Tout commence pour lui dans l’événement d’une rencontre. Voilà déjà une première approche où s’esquisse une réponse à la question qui nous occupe. Cette simple évocation nous fait entrer dans la dimension mystique de la rencontre. Personne ne sait jamais ni ce qui va se passer ni où va le conduire la rencontre de l’autre. Henri Le Saux, partant en Inde
pour y fonder la vie bénédictine, pouvait-il prévoir les profonds bouleversements que la rencontre de l’Inde et de l’hindouisme opérerait en lui [14] ? Marie se rendant à la rencontre d’Élisabeth, dans le texte biblique, pouvait-elle prévoir que ce serait par cette rencontre qu’elle mesurerait sa vocation et qu’il faudrait Élisabeth pour délivrer son magnificat ? [15] Il y a un mystère de la rencontre de l’autre ! S’il est vrai que l’expérience mystique est le fond de toute expérience humaine, la rencontre y occupe une place de choix. Voilà pourquoi le dialogue avec l’autre croyant, mais plus largement cela vaut pour toute rencontre, est un lieu privilégié de l’expérience spirituelle, mystique. Ce n’est pas d’aujourd’hui que la tradition mystique chrétienne écrit sur l’amitié. Je songe aux traités du Moyen Âge et au plus connu d’entre eux, celui d’Aelred de Rielvaux [16]. La Visitation [17] est emblématique du mystère de toute rencontre et nous ouvre à son incroyable dimension mystique. Cette fête était considérée à Tibhirine comme une fête quasi-patronale. On comprend pourquoi…

Pourquoi la rencontre, et la rencontre de l’altérité, opère-telle un tel bouleversement ? Lorsque dans l’homélie du dernier Jeudi Saint [18] Christian de Chergé commence en écrivant : « Il m’a aimé jusqu’à l’extrême, l’extrême de moi, l’extrême de lui… », de qui parle-t-il ? De Mohammed ? Du Christ ? Impossible de séparer l’un de l’autre dans l’expérience qu’il en fit. Il est constamment revenu à cette rencontre. Il puisait là la force et le sens d’une vie qu’il accepta à son tour de donner jusqu’au bout. Parce que cette rencontre était celle d’un autre croyant sur le visage de qui il pouvait reconnaître les traits du visage du Christ, dans l’amitié de qui il recevait un Amour plus grand, il y entendit l’appel à se nourrir des mystiques de l’islam et à faire Lectio divina, aussi sur le Coran [19], plus loin que toutes craintes ou que la prudence que l’on ne manqua pas de lui rappeler.
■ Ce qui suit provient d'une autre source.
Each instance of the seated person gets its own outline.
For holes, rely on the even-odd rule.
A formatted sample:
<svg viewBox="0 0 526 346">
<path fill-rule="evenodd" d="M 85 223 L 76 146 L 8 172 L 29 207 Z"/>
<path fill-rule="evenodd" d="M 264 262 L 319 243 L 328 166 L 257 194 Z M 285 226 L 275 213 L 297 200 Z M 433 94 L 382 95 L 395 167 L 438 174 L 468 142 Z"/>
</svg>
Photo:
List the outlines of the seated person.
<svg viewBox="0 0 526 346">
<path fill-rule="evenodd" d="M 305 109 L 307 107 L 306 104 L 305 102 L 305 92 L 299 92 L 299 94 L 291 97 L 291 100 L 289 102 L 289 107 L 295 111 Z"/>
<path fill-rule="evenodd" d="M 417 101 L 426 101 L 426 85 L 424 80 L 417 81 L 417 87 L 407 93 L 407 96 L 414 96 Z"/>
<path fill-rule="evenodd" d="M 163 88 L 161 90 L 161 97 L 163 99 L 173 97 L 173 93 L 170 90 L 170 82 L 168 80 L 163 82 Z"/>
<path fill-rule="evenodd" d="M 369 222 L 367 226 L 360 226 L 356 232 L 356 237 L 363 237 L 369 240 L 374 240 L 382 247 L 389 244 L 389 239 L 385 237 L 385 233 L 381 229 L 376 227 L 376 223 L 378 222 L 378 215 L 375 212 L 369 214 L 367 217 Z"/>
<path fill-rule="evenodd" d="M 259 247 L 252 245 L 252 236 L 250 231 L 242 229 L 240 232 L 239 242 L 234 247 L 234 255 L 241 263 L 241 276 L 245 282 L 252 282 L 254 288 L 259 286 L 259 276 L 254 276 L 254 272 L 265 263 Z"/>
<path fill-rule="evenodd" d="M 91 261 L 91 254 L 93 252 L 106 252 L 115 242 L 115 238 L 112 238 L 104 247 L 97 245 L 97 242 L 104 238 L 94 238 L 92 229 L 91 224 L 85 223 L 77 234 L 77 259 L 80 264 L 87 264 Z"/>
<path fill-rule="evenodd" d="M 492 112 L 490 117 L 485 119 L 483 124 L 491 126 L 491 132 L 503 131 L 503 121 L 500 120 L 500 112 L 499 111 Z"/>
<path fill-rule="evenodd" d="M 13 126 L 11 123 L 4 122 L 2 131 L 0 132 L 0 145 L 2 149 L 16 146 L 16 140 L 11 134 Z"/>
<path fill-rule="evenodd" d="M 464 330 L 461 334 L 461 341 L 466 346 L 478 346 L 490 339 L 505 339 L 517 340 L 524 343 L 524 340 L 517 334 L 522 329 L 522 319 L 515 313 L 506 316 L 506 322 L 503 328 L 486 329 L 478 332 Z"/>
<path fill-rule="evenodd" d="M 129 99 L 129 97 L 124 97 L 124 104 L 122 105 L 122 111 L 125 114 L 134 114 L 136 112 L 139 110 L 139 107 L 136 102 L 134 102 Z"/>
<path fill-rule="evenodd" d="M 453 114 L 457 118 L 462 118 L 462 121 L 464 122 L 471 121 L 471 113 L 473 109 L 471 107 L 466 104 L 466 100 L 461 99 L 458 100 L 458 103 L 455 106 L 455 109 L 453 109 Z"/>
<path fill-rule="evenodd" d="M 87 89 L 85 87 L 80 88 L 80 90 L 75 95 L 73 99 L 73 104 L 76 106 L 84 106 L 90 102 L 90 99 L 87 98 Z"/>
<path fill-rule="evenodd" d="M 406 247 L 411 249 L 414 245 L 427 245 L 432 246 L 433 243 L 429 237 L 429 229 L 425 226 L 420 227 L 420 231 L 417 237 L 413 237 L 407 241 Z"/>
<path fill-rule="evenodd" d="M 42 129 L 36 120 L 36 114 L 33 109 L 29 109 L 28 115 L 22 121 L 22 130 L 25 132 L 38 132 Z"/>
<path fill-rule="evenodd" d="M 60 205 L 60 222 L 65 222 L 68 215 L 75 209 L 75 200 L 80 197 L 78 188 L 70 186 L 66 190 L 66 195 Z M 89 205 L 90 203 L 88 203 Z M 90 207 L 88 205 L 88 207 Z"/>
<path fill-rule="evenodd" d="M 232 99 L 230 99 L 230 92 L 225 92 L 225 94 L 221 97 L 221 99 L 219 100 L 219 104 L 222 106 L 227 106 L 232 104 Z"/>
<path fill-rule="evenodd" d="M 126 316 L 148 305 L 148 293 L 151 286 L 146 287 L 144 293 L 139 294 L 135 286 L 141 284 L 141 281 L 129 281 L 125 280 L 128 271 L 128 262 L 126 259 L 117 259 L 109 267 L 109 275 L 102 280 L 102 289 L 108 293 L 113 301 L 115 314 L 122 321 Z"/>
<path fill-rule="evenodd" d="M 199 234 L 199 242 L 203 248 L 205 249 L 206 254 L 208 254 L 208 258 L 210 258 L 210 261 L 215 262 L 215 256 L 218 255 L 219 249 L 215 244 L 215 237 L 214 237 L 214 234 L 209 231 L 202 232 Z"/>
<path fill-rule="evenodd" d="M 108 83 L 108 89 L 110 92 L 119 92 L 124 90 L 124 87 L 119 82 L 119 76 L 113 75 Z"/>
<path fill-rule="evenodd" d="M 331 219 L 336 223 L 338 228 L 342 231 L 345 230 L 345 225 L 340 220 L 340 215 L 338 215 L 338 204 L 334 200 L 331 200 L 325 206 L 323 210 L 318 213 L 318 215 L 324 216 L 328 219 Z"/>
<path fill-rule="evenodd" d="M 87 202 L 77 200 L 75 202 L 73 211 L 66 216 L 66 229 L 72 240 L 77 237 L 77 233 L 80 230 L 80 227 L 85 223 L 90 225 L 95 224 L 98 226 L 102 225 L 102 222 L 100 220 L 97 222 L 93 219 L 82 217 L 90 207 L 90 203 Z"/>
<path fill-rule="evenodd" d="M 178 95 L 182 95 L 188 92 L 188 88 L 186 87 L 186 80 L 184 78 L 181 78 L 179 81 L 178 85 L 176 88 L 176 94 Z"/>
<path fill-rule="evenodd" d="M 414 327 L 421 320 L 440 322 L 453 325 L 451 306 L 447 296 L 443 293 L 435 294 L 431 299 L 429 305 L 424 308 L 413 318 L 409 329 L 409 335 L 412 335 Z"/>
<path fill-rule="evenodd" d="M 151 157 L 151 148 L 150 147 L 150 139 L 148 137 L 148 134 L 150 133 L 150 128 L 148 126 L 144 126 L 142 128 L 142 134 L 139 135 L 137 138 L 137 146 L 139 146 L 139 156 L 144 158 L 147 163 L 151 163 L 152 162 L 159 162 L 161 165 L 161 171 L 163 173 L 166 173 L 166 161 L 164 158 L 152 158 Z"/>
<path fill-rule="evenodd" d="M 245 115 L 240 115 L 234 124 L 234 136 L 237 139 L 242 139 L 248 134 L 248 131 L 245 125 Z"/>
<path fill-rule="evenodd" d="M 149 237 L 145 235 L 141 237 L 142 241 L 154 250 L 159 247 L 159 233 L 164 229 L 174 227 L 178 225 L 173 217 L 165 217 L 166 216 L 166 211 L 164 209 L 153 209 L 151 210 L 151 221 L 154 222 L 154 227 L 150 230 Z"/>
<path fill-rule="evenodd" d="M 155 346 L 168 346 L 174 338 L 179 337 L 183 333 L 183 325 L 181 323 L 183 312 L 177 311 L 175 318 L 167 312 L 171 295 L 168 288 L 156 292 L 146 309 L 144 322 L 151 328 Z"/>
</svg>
En effet, la rencontre authentique est un lieu de grande pauvreté et de dépouillement constant dont le Christ lui-même a pris soin d’avertir ses apôtres, leur donnant comme ultime recommandation de ne rien « emporter pour la route » [20]. Y a-t-il une rencontre possible quand je mets des conditions, quand j’instaure la réciprocité comme une condition préalable, quand chacun compte les pas qu’il fait vers l’autre, quand j’y entre avec la peur et en défenseur de l’orthodoxie à laquelle je suis pourtant
attaché ? Cette pauvreté traverse la mystique dans toutes les
traditions religieuses. L’épouse du Cantique des cantiques, –
livre emblématique de la rencontre et tellement commenté par la
tradition chrétienne – ne pourra jamais accueillir le Bien-aimé
qui frappe à la porte sans un dépouillement d’elle-même. La
pauvreté de coeur est un incontournable, et de la rencontre et de
l’expérience mystique ... et de l’expérience mystique de la
rencontre.

Ce fut en tout cas dans cette rencontre, qui ouvrit la porte à toutes celles qui suivirent, que Christian de Chergé reçut lui-même son nouvel appel et ce fut en revenant sans cesse à ce premier appel, à cet amour premier de Mohammed vécu jusqu’à l’extrême du don de soi, qu’il trouva la force et puisa l’amour dont il eut besoin pour aller lui-même jusqu’au don total de sa vie.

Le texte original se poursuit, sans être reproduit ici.